Ripple: Asynchronous Programming for Spatial Dataflow Architectures

#computerscience

This was originally posted on Dangling Pointers. My goal is to help busy people stay current with recent academic developments. Head there to subscribe for regular summaries of computer science research.

Ripple: Asynchronous Programming for Spatial Dataflow Architectures Souradip Ghosh, Yufei Shi, Brandon Lucia, and Nathan Beckmann PLDI'25

Spatial Dataflow Architectures

I can’t do better than this quote:

An SDA and its compiler represents a program as a dataflow graph (DFG). The DFG’s nodes are instructions, and its directed edges explicitly encode communication between instructions. There is no global instruction order (i.e., program counter) in the dataflow execution model. Instead, the dataflow firing rule governs execution: an instruction fires whenever its inputs are ready [28].

Or maybe one of these terms will ring a bell: TRIPS, WaveScalar, EDGE, CGRA, AI Engine.

The working assumption of the paper is that it is a fool’s errand to compile existing C code to an SDA. Rather, the fundamental aspects of the SDA model should be surfaced at the language level, so that the programmer can craft a solution that efficiently compiles to the SDA model. Ripple is an extension to C which exposes core SDA concepts to programmers.

Asynchronous Iterators

Think of an asynchronous iterator (async keyword) as a function implemented with imperative code. An async is not called like a regular function, rather “callers” explicitly push parameters to the implicit input queue associated with the async. “Callers” then precede on their merry way, not waiting for the body of the async to finish execution. Recursion is supported (i.e., the body of an async may enqueue parameters to itself, resulting in another execution of the same async).

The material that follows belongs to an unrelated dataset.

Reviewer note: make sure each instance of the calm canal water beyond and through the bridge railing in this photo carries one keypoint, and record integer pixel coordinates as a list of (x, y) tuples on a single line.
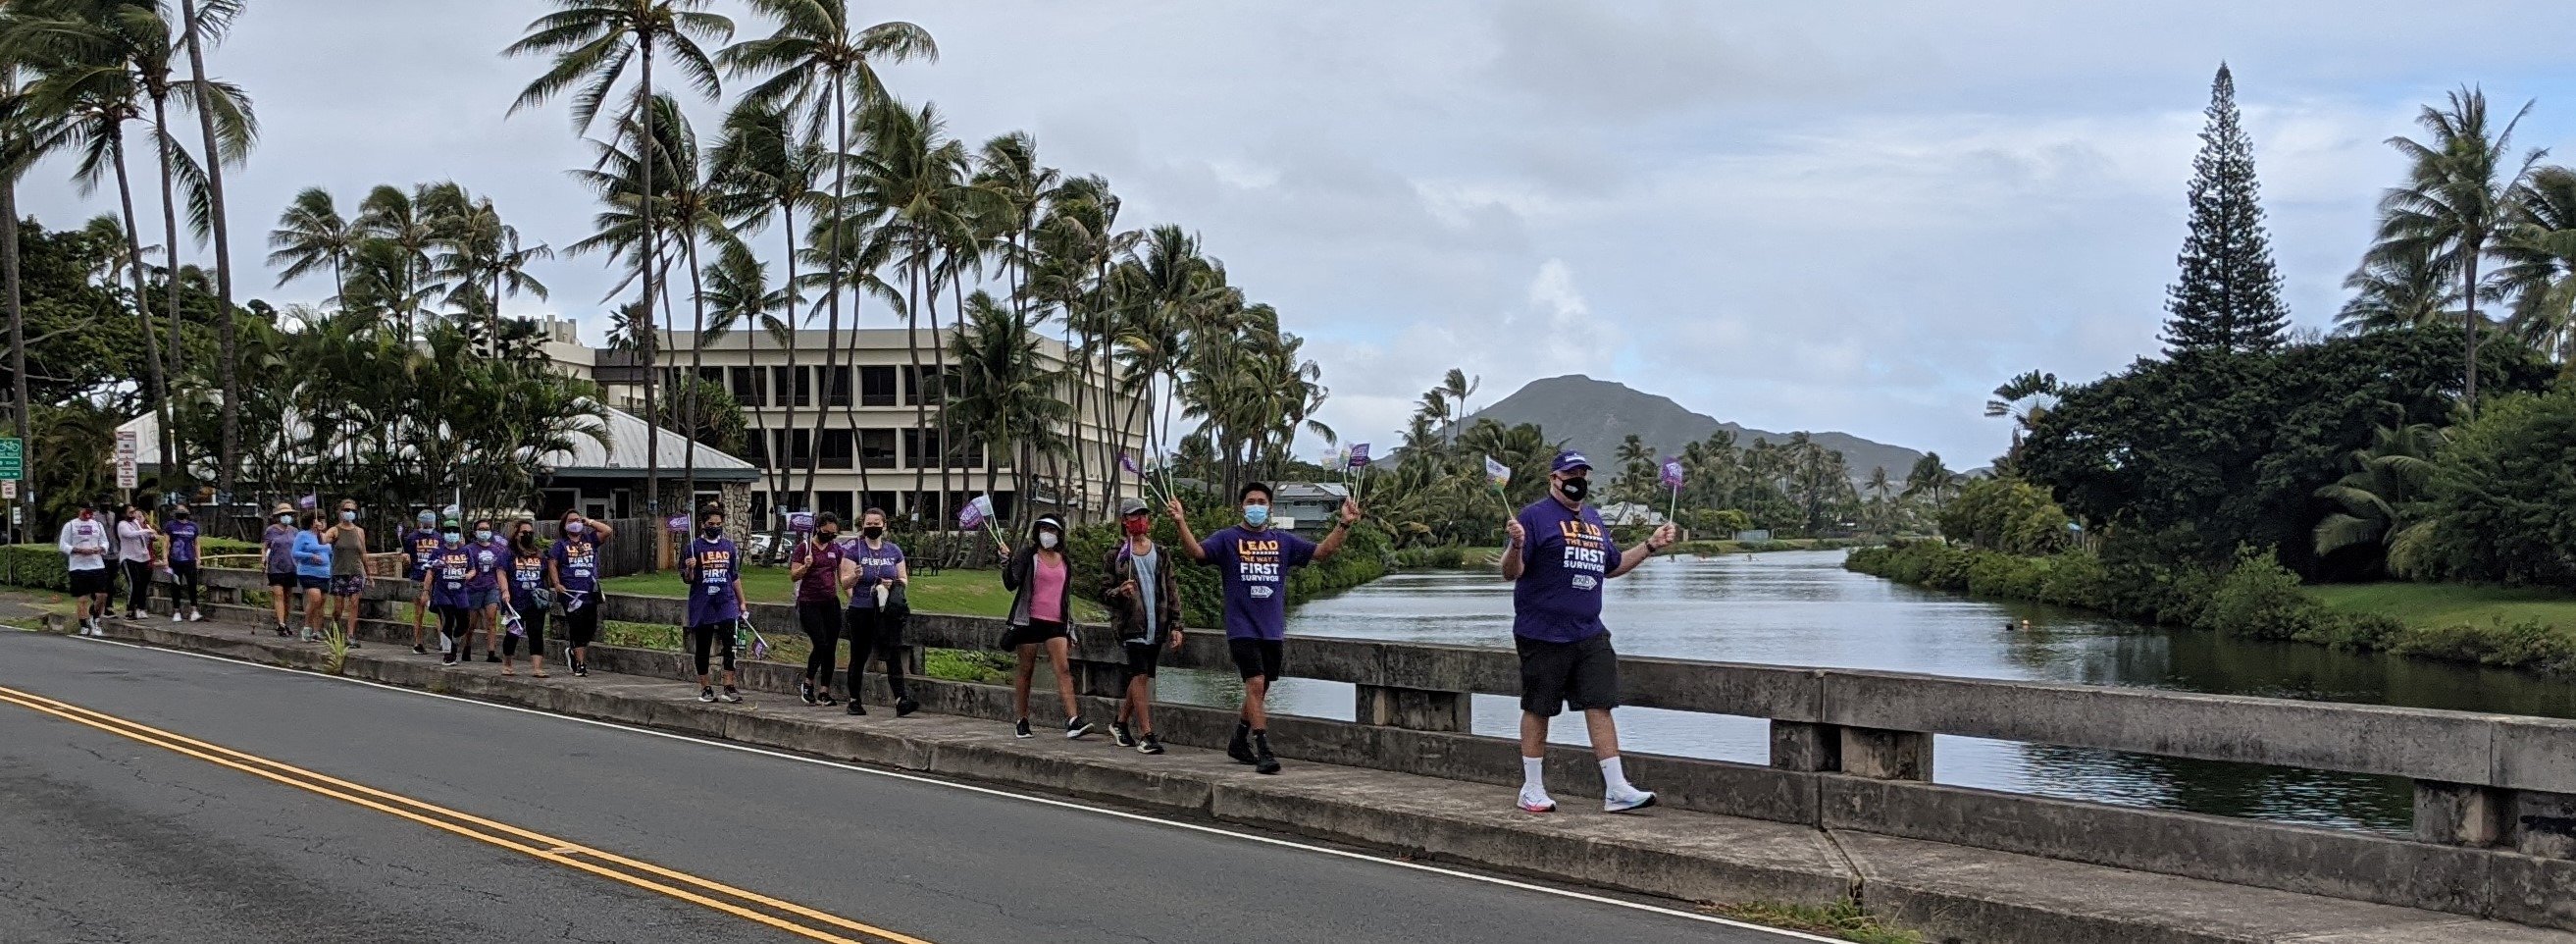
[(1804, 610)]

asyncs can optionally be marked ind, which means that one “call to” an async does not need to finish before the next “call” starts. In other words, the ind keyword gives an async pipelined-parallel execution semantics. If the ind keyword is not specified, then the function is effectively single-threaded. The paper doesn’t use the term “thread”, but I think it fits well. I imagine the authors engaged in many debates about “thread” vs “task” terminology.

Atomic

The atomic construct is used to implement synchronization between ~~threads~~ tasks. The compiler knows the addresses of all values read and written by each atomic. Two executions of an atomic can run in a (pipelined) parallel manner if their read and write sets do not overlap.

Breadth First Search

Fig. 9 shows breadth first search implemented in Ripple. Note how Init and F both have the async keyword (callers do not wait for a “call” to complete). Line 8 contains an example “call” to F (which happens to be recursive). The push keyword makes it pretty clear at the call site that this is a “fire and forget” operation.

Lines 6-9 show the atomic construct. Note how nb is defined before the atomic construct. This means that if multiple tasks (executing F in a pipelined parallel manner) have different values of nb, then task N+1 can start executing the atomic before task N completes.

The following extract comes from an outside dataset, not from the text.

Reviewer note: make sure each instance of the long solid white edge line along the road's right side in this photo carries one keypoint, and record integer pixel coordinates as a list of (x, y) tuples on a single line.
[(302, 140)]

Source: https://dl.acm.org/doi/10.1145/3729256

Full System Stack

The paper also describes an ISA, compiler, and hardware microarchitecture. Click the link at the top for all of the juicy bits.

Results

Riptide is prior work (also an SDA accelerator). A key difference between Ripple and Riptide is that Riptide assumes the input is unmodified imperative code, whereas Ripple introduces SDA-specific constructs to the source language.

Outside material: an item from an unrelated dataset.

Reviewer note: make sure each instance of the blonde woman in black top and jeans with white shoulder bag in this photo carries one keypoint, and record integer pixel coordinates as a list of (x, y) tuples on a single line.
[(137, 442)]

Fig. 20 has performance numbers:

Source: https://dl.acm.org/doi/10.1145/3729256

Fig. 22 goes into more detail about why Ripple outperforms Riptide (better utilization of the inherent parallelism of hardware):

Source: https://dl.acm.org/doi/10.1145/3729256

Dangling Pointers

Supporting large applications (virtualizing a small SDA such that it can execute a data-flow graph that does not fit) seems like an open problem.

Ripple inherits C’s flat address space. It would be interesting to see what advantages a segmented address space would give.

I think a compiler could be used to translate Ripple to gates (ASIC or FPGA). I suspect the authors have been asked many times: “Is Ripple an HLS?” Kanagawa is prior work that I was involved with. The Kanagawa and Ripple languages have similarities, but the Kanagawa compiler generates gates (RTL).